Parents of children at a sanatorium for children with tuberculosis, or who are at risk of developing it, in the Turtkul district of the Republic of Karakalpakstan told Ozodlik that the school administration had given the children’s mattresses to soldiers who had come to pick cotton. They complain that the children are freezing at night and often catch colds because of a lack of warm bed linen and mattresses.
The mother of one of the children, who asked Ozodlik to withhold her name, said that she had to bring bed linen for her son from home.
“My son is showing signs of tuberculosis. That’s why we had to send him to this boarding school. He studies here for five days a week and comes home at weekends. He has recently spent a night at home and told me that pupils of this school were deprived of bed linen. ‘We were cold at night. We covered ourselves with duvet covers,’ my son told me. After I heard that, I decided to visit the school myself. I can confirm that my son wasn’t lying to me. Children were lying in cold rooms, shivering. When I asked the administration where the bed linen for the pupils was, I was told that it had been given to the soldiers. “After the cotton harvest, we will have the bed linen back for the children. Meanwhile, if you can, bring bed linen from home,” the school administration told me.
Ozodlik has a video made in one of the bedrooms of the sanatorium boarding school No.5, which shows how the pupils are sleeping on sofas without bed linen. They were covered with only a thin duvet cover.
The Ozodlik reporter managed to speak to one of the school teachers by phone. The interviewee asked that her name be withheld due to fear of dismissal.
“On September 28, 50 sets of bed linen were given to the soldiers who came to our district to pick cotton. Children sleep on sofas without mattresses, covered only with duvet covers. The weather was warm when the bed linen was taken, which is why the children didn’t complain. But it is rainy now, it has got cold and the children are starting to catch colds and get ill. During the night round I see how some children are shivering from the cold under thin duvet covers. It is so painful to watch them. Besides, these kids are suffering from tuberculosis. They should never stay in cold, wet places. Do our brave soldiers really need the bed linen of sick kids?”
She said that it was also wrong from a hygiene standpoint to give bed linen intended for children with tuberculosis to the soldiers.
“Tuberculosis is a contagious disease. There is no guarantee that people sleeping on bed linen used by sick children won’t get this disease. It is impossible to imagine that after its use by soldiers picking cotton, this dirty bed linen will be returned to our school and the children will have to sleep on it”, the school teacher said.
One of the pupils of the boarding school told the Ozodlik reporter that “due to the lack of warm bed linen, many pupils often catch a cold or suffer from the flu.”
Radio Ozodlik was unable to contact Nurilla Ruzimov, the principal of the boarding school. His staff said that he was in the hospital.
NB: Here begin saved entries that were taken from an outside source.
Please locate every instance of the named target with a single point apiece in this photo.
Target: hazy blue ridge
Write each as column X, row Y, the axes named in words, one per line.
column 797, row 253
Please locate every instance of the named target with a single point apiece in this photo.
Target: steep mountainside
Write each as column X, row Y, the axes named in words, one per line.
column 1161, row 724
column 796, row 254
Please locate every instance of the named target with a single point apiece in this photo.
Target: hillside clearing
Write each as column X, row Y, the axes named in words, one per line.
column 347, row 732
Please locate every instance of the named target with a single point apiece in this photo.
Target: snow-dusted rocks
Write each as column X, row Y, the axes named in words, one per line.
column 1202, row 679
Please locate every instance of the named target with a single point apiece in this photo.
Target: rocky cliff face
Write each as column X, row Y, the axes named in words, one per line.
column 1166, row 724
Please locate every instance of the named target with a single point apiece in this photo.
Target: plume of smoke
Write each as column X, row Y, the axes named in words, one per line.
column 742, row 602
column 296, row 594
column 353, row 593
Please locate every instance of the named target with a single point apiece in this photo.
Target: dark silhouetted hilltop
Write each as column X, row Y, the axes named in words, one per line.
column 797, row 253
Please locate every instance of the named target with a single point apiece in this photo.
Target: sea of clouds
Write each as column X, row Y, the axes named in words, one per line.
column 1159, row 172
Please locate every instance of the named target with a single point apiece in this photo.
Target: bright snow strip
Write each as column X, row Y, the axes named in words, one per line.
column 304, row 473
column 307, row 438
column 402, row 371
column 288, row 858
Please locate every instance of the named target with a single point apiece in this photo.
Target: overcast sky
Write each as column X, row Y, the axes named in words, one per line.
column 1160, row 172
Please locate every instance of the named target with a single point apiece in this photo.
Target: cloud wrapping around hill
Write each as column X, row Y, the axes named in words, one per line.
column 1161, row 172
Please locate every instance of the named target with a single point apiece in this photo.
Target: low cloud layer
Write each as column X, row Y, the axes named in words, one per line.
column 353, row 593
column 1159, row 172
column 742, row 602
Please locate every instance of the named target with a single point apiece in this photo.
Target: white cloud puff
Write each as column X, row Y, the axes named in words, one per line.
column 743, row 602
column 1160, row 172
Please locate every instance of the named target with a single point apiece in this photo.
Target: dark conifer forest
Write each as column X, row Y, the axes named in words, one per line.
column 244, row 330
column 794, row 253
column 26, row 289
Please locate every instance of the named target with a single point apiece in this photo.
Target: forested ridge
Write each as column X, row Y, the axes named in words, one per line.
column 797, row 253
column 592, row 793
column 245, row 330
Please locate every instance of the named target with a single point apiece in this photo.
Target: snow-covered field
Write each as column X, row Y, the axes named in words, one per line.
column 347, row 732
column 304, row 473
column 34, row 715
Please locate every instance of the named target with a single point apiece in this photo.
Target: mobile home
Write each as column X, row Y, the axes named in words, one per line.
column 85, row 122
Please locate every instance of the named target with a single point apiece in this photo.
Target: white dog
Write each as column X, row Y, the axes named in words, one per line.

However, the chief accountant of the boarding school, Gulistan Jabbarova, told the Ozodlik reporter that 50 sets of bed linen and 50 mattresses used by the pupils had been given to the soldiers who came to pick cotton on the principal’s order.
“We will have the bed linen back after the end of the cotton campaign. I couldn’t refuse to comply with the principal’s order”, the chief accountant said.
Translated from Uzbek.
The original article by Sadriddin Ashur was published on October 25 on the website of Radio Ozodlik.